Initialize Kameleoon SDK client at startup
"""
# Add Kameleoon's SDK client and await its initialization
_app.state.kameleoon_client = get_kameleoon_client()
await _app.state.kameleoon_client.wait_init_async()
yield
Now when our web server receives a request, we use Kameleoon’s SDK to perform the assignment, tracking the visitor and its associated variation as well as getting the prompt we should use to generate the answer to its question.
def add_template_to_config(config: Dict, request: Request) -> None:
"""
Fetch the prompt template defined as a feature variable
then add it to the config for later use.
Make sure to handle possibles errors properly when calling this function.
"""
kam_client = request.app.state.kameleoon_client
# get Visitor Code
kam_visitor_code = kam_client.get_visitor_code(cookies=request.cookies)
# accept consent if user's consent is required
kam_client.set_legal_consent(kam_visitor_code, True)
# get feature variable based on variation
variation = kam_client.get_variation(
visitor_code=kam_visitor_code, feature_key=KAMELEOON_FEATURE_KEY
)
prompt_template = variation.variables[KAMELEOON_FEATURE_VARIABLE].value
# Add prompt feature variable to config
config["template"] = prompt_template
# Track conversion for goal interact with KAI
kam_client.track_conversion(
visitor_code=kam_visitor_code, goal_id=KAMELEOON_GOAL_ID
)
It’s as simple as that. Later on in the logic we read the prompt value from the config and use it to generate an answer to the user’s question. After toggling ON the environment we already can see in real time users being targeted by the SDK.
Benefits of using Kameleoon for Prompt testing
Feature flagging will be a centerpiece of the new technologies developing around generative AI. As Google puts it in its Rule #2 of the best practices for ML Engineering, note that an experiment framework, in which you can group users into buckets and aggregate statistics by experiment, is important.
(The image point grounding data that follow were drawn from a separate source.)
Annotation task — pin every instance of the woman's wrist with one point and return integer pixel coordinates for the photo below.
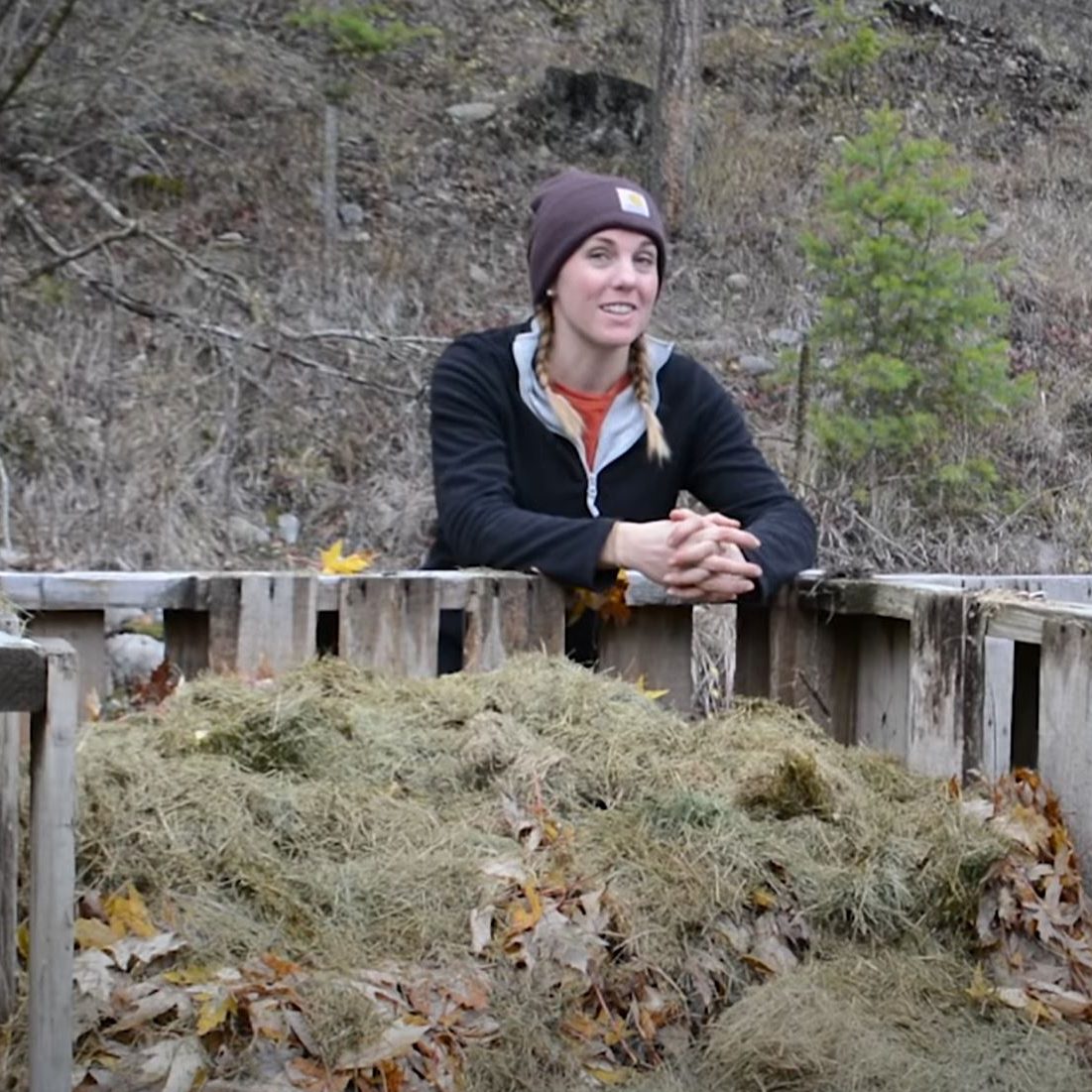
(615, 549)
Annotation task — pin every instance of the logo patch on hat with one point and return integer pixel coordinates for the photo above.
(631, 201)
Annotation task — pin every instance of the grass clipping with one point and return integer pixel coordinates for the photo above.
(566, 885)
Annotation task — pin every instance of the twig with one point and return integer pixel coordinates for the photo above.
(190, 323)
(72, 256)
(242, 295)
(366, 336)
(36, 52)
(4, 509)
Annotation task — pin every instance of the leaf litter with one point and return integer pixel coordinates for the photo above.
(538, 877)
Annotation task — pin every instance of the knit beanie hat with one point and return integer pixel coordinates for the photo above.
(570, 206)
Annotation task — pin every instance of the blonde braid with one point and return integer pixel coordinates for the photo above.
(571, 421)
(640, 371)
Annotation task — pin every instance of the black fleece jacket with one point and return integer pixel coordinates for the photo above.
(514, 494)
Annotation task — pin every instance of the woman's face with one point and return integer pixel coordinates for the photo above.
(605, 291)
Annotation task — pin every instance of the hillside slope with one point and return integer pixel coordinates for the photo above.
(209, 365)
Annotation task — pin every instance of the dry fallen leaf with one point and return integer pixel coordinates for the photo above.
(334, 563)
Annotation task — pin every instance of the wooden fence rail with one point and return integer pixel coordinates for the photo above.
(40, 678)
(953, 673)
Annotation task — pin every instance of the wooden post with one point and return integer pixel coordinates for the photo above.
(658, 644)
(542, 615)
(1065, 725)
(22, 687)
(261, 622)
(483, 641)
(85, 630)
(53, 872)
(947, 670)
(883, 684)
(390, 624)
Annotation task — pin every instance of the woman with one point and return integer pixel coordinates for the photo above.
(561, 444)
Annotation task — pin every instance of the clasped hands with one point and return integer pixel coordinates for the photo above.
(694, 555)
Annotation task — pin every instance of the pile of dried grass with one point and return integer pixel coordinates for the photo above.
(779, 910)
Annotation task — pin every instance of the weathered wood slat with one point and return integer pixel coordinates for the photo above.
(483, 635)
(261, 622)
(85, 630)
(657, 644)
(19, 674)
(946, 676)
(1024, 620)
(882, 701)
(22, 671)
(53, 873)
(390, 625)
(96, 591)
(878, 598)
(1065, 724)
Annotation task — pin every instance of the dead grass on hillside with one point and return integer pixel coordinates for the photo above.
(742, 874)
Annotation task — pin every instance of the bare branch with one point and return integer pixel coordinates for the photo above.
(194, 325)
(71, 256)
(36, 52)
(366, 336)
(237, 289)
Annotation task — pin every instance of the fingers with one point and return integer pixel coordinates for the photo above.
(715, 552)
(714, 588)
(724, 529)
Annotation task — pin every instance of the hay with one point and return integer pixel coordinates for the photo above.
(877, 1019)
(344, 820)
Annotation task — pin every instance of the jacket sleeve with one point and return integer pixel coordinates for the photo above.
(730, 474)
(479, 520)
We showcased here how easy you can get setup and start monitoring the impact of your changes on real end-user metrics. This will be crucial when you want to evaluate and improve on your baseline LLM application. Kameleoon being unified, you can very easily attach to your feature flag the metrics which matter across the different teams in your organization and be sure you do not degrade them. We also support a wide range of SDKs, even though we used the Python SDK, you are sure to find one adequate to your development language.
By using Feature Variables you are also empowering less technical users to be able to create and test new prompts or other features without having to redeploy your application. We didn’t show it here but you can also make use of the precise segmentation criteria and real-time adjustments. You can already see how Kameleoon can deliver you detailed insights that will help your team to make data-driven decisions.